First, we have to import the dataset class and instantiate it. This will automatically download the data to the specified location.

[2]:

from schnetpack.datasets import QM9
from schnetpack.transform import ASENeighborList

qm9data = QM9(
    './qm9.db',
    batch_size=10,
    num_train=110000,
    num_val=10000,
    split_file='./split_qm9.npz',
    transforms=[ASENeighborList(cutoff=5.)]
)
qm9data.prepare_data()
qm9data.setup()

Neighbors are collected using neighborlists that can be passed to the AtomsDataModule as a preprocessing transform. These are applied to the molecules before they are batched in the data loader. We supply different environment providers using a cutoff (e.g., AseEnvironmentProvider, TorchEnvironmentProvider) that are able to handle larger molecules and periodic boundary conditions.

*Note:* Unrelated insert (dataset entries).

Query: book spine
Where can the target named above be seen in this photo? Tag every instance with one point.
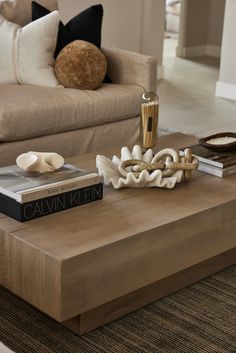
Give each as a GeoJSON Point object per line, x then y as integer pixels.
{"type": "Point", "coordinates": [49, 205]}
{"type": "Point", "coordinates": [52, 190]}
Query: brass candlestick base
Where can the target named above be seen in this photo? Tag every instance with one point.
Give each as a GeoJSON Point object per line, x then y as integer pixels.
{"type": "Point", "coordinates": [149, 119]}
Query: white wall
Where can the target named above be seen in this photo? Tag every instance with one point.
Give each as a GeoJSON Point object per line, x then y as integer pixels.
{"type": "Point", "coordinates": [226, 86]}
{"type": "Point", "coordinates": [136, 25]}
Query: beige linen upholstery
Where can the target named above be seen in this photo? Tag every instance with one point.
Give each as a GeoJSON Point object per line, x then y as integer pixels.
{"type": "Point", "coordinates": [40, 111]}
{"type": "Point", "coordinates": [19, 11]}
{"type": "Point", "coordinates": [131, 68]}
{"type": "Point", "coordinates": [95, 138]}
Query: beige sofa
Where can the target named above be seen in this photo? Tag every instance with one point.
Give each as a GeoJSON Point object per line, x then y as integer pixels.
{"type": "Point", "coordinates": [70, 121]}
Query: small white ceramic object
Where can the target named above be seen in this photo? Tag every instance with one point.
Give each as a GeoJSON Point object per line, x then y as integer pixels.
{"type": "Point", "coordinates": [40, 161]}
{"type": "Point", "coordinates": [109, 170]}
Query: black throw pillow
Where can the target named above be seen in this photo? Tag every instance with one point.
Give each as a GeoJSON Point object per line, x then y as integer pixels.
{"type": "Point", "coordinates": [85, 26]}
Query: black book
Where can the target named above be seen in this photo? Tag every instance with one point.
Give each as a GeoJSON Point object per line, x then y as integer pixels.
{"type": "Point", "coordinates": [38, 208]}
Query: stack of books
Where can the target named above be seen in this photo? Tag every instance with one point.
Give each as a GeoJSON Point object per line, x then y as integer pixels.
{"type": "Point", "coordinates": [220, 164]}
{"type": "Point", "coordinates": [25, 196]}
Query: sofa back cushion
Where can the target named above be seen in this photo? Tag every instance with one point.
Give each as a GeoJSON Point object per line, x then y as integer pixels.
{"type": "Point", "coordinates": [19, 11]}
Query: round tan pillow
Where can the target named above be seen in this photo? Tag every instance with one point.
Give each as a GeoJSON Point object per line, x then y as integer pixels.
{"type": "Point", "coordinates": [80, 65]}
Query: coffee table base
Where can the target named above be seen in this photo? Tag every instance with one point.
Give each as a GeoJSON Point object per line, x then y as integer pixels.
{"type": "Point", "coordinates": [113, 310]}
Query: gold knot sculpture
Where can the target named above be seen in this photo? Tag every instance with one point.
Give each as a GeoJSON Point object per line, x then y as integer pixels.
{"type": "Point", "coordinates": [167, 160]}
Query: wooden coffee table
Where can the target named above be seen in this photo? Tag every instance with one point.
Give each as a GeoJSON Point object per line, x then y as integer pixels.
{"type": "Point", "coordinates": [92, 264]}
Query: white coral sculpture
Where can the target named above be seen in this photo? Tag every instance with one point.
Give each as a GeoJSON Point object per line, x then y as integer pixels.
{"type": "Point", "coordinates": [110, 170]}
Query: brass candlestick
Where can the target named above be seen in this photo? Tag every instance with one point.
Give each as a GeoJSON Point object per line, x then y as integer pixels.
{"type": "Point", "coordinates": [149, 119]}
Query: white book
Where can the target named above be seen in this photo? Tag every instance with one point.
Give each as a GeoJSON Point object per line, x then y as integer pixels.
{"type": "Point", "coordinates": [25, 187]}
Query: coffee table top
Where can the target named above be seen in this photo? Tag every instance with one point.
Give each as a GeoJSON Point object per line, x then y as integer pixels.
{"type": "Point", "coordinates": [122, 213]}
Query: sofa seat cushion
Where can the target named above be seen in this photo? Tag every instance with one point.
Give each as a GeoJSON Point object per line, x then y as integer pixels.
{"type": "Point", "coordinates": [29, 111]}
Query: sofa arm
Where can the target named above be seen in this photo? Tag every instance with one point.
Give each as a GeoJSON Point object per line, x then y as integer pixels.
{"type": "Point", "coordinates": [131, 68]}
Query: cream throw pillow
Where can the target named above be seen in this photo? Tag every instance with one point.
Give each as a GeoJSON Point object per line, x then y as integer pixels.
{"type": "Point", "coordinates": [20, 12]}
{"type": "Point", "coordinates": [26, 54]}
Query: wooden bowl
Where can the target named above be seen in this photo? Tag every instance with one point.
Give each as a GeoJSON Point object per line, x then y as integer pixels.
{"type": "Point", "coordinates": [219, 147]}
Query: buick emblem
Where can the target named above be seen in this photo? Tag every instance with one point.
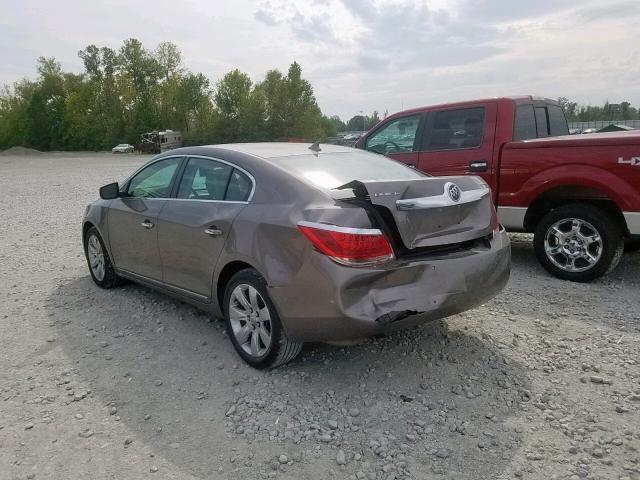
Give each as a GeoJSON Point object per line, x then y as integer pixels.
{"type": "Point", "coordinates": [453, 191]}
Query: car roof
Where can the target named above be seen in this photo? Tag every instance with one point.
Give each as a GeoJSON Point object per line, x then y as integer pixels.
{"type": "Point", "coordinates": [279, 149]}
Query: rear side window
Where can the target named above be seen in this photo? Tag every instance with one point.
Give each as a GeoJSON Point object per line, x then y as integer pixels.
{"type": "Point", "coordinates": [397, 136]}
{"type": "Point", "coordinates": [456, 129]}
{"type": "Point", "coordinates": [541, 122]}
{"type": "Point", "coordinates": [525, 123]}
{"type": "Point", "coordinates": [239, 187]}
{"type": "Point", "coordinates": [557, 121]}
{"type": "Point", "coordinates": [332, 170]}
{"type": "Point", "coordinates": [204, 179]}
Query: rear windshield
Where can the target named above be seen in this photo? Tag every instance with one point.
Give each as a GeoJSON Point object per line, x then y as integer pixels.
{"type": "Point", "coordinates": [332, 170]}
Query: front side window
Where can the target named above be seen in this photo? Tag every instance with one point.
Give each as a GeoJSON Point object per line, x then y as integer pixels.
{"type": "Point", "coordinates": [456, 129]}
{"type": "Point", "coordinates": [525, 123]}
{"type": "Point", "coordinates": [204, 179]}
{"type": "Point", "coordinates": [397, 136]}
{"type": "Point", "coordinates": [155, 180]}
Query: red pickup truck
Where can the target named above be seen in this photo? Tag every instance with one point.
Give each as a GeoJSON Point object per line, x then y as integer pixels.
{"type": "Point", "coordinates": [579, 195]}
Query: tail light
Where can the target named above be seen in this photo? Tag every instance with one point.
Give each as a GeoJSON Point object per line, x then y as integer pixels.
{"type": "Point", "coordinates": [495, 223]}
{"type": "Point", "coordinates": [349, 246]}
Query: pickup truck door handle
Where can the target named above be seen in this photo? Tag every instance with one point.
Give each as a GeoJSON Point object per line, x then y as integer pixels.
{"type": "Point", "coordinates": [213, 231]}
{"type": "Point", "coordinates": [478, 166]}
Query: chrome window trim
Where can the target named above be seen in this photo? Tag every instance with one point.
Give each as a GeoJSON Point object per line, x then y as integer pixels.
{"type": "Point", "coordinates": [336, 228]}
{"type": "Point", "coordinates": [187, 157]}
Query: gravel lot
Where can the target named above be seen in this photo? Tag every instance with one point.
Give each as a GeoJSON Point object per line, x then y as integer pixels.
{"type": "Point", "coordinates": [543, 382]}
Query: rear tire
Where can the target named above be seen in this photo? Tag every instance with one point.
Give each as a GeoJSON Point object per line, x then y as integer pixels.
{"type": "Point", "coordinates": [253, 324]}
{"type": "Point", "coordinates": [578, 242]}
{"type": "Point", "coordinates": [100, 266]}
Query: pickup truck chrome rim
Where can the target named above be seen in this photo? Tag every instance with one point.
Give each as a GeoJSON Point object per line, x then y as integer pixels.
{"type": "Point", "coordinates": [250, 320]}
{"type": "Point", "coordinates": [573, 245]}
{"type": "Point", "coordinates": [96, 257]}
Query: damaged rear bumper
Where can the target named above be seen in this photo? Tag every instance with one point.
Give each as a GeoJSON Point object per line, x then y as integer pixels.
{"type": "Point", "coordinates": [329, 302]}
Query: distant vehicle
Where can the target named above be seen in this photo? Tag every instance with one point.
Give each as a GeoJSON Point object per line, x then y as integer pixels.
{"type": "Point", "coordinates": [290, 243]}
{"type": "Point", "coordinates": [579, 195]}
{"type": "Point", "coordinates": [157, 142]}
{"type": "Point", "coordinates": [122, 148]}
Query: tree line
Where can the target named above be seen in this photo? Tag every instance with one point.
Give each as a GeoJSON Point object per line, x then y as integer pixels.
{"type": "Point", "coordinates": [125, 92]}
{"type": "Point", "coordinates": [576, 112]}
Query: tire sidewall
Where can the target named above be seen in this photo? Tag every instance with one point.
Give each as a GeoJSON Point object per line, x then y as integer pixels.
{"type": "Point", "coordinates": [609, 233]}
{"type": "Point", "coordinates": [108, 267]}
{"type": "Point", "coordinates": [253, 278]}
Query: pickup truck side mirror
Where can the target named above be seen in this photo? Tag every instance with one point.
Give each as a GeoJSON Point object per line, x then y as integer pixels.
{"type": "Point", "coordinates": [109, 192]}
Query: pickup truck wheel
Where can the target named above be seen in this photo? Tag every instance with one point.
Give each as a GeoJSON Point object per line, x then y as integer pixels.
{"type": "Point", "coordinates": [578, 242]}
{"type": "Point", "coordinates": [632, 245]}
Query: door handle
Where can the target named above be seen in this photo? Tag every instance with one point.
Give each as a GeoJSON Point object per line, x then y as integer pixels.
{"type": "Point", "coordinates": [213, 231]}
{"type": "Point", "coordinates": [478, 166]}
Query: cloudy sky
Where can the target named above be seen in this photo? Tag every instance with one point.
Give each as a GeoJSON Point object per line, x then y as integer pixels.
{"type": "Point", "coordinates": [358, 54]}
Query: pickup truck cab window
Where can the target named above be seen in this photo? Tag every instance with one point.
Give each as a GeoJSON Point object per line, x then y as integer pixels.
{"type": "Point", "coordinates": [557, 121]}
{"type": "Point", "coordinates": [397, 136]}
{"type": "Point", "coordinates": [455, 129]}
{"type": "Point", "coordinates": [542, 122]}
{"type": "Point", "coordinates": [525, 123]}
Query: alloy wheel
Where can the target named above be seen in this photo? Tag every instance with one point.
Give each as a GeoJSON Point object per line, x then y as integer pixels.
{"type": "Point", "coordinates": [96, 257]}
{"type": "Point", "coordinates": [573, 245]}
{"type": "Point", "coordinates": [250, 320]}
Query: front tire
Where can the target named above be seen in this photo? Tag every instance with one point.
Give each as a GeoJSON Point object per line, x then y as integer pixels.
{"type": "Point", "coordinates": [100, 266]}
{"type": "Point", "coordinates": [578, 242]}
{"type": "Point", "coordinates": [632, 245]}
{"type": "Point", "coordinates": [253, 323]}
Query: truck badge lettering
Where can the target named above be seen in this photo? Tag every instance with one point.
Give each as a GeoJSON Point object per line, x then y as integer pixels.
{"type": "Point", "coordinates": [634, 161]}
{"type": "Point", "coordinates": [385, 194]}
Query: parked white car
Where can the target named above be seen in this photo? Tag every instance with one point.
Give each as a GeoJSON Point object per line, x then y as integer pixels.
{"type": "Point", "coordinates": [122, 148]}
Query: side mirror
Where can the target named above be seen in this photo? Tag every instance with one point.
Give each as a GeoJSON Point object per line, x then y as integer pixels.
{"type": "Point", "coordinates": [109, 192]}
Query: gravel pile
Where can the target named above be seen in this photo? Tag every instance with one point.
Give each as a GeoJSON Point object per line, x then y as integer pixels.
{"type": "Point", "coordinates": [541, 383]}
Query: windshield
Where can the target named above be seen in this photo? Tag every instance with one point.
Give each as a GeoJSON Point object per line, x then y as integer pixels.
{"type": "Point", "coordinates": [332, 170]}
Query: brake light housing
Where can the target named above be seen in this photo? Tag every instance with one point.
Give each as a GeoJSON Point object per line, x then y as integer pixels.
{"type": "Point", "coordinates": [355, 247]}
{"type": "Point", "coordinates": [495, 223]}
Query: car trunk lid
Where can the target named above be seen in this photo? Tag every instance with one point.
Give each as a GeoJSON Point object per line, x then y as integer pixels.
{"type": "Point", "coordinates": [432, 211]}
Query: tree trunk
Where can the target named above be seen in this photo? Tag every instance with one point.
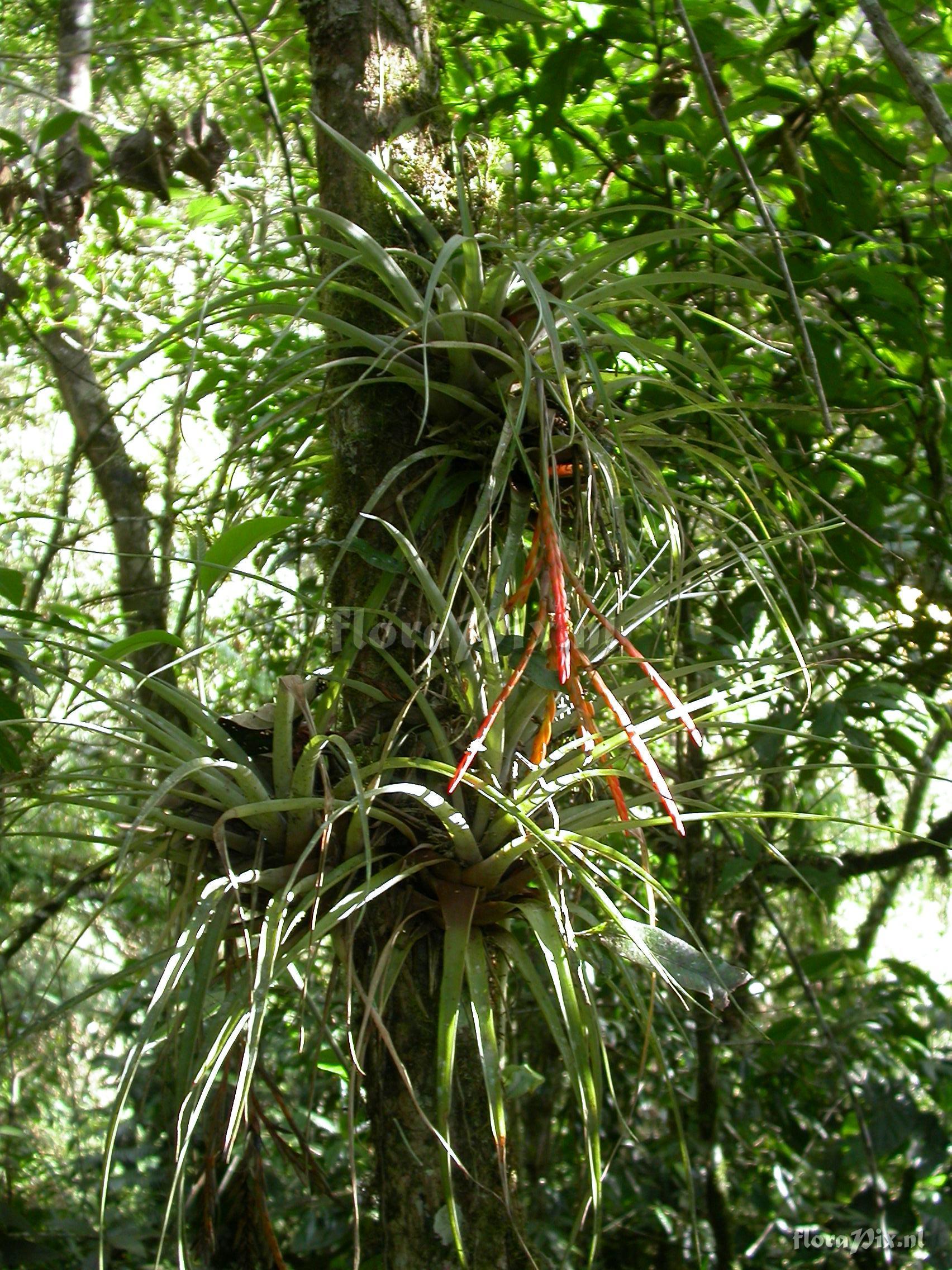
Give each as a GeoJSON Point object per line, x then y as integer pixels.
{"type": "Point", "coordinates": [371, 67]}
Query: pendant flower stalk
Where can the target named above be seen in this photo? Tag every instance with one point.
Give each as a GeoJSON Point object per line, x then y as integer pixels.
{"type": "Point", "coordinates": [548, 566]}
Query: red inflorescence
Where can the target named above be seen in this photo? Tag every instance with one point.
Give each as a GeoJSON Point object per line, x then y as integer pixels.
{"type": "Point", "coordinates": [546, 564]}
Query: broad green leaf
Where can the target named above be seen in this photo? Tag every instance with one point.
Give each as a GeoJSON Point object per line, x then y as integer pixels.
{"type": "Point", "coordinates": [13, 586]}
{"type": "Point", "coordinates": [508, 11]}
{"type": "Point", "coordinates": [656, 950]}
{"type": "Point", "coordinates": [56, 126]}
{"type": "Point", "coordinates": [236, 543]}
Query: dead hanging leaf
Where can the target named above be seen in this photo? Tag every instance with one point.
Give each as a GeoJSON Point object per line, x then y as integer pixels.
{"type": "Point", "coordinates": [674, 960]}
{"type": "Point", "coordinates": [141, 164]}
{"type": "Point", "coordinates": [204, 149]}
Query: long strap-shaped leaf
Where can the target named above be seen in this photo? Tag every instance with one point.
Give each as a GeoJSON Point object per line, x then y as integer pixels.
{"type": "Point", "coordinates": [458, 904]}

Let’s have a closer look at this dataset. We can find out how large it is and which properties it supports:

[3]:

print('Number of reference calculations:', len(qm9data.dataset))
print('Number of train data:', len(qm9data.train_dataset))
print('Number of validation data:', len(qm9data.val_dataset))
print('Number of test data:', len(qm9data.test_dataset))
print('Available properties:')

for p in qm9data.dataset.available_properties:
    print('-', p)

Number of reference calculations: 133885
Number of train data: 110000
Number of validation data: 10000
Number of test data: 13885
Available properties:
- rotational_constant_A
- rotational_constant_B
- rotational_constant_C
- dipole_moment
- isotropic_polarizability
- homo
- lumo
- gap
- electronic_spatial_extent
- zpve
- energy_U0
- energy_U
- enthalpy_H
- free_energy
- heat_capacity

We can load data points using zero-base indexing. The result is a dictionary containing the geometry and properties:

[4]:

example = qm9data.dataset[0]
print('Properties:')

for k, v in example.items():
    print('-', k, ':', v.shape)

Properties:
- _idx : torch.Size([1])
- rotational_constant_A : torch.Size([1])
- rotational_constant_B : torch.Size([1])
- rotational_constant_C : torch.Size([1])
- dipole_moment : torch.Size([1])
- isotropic_polarizability : torch.Size([1])
- homo : torch.Size([1])
- lumo : torch.Size([1])
- gap : torch.Size([1])
- electronic_spatial_extent : torch.Size([1])
- zpve : torch.Size([1])
- energy_U0 : torch.Size([1])
- energy_U : torch.Size([1])
- enthalpy_H : torch.Size([1])
- free_energy : torch.Size([1])
- heat_capacity : torch.Size([1])
- _n_atoms : torch.Size([1])
- _atomic_numbers : torch.Size([5])
- _positions : torch.Size([5, 3])
- _cell : torch.Size([1, 3, 3])
- _pbc : torch.Size([3])

We see that all available properties have been loaded as torch tensors with the given shapes. Keys with an underscore indicate that these names are reserved for internal use. This includes the geometry (_n_atoms, _atomic_numbers, _positions), the index within the dataset (_idx) as well as information about neighboring atoms and periodic boundary conditions (_cell, _pbc).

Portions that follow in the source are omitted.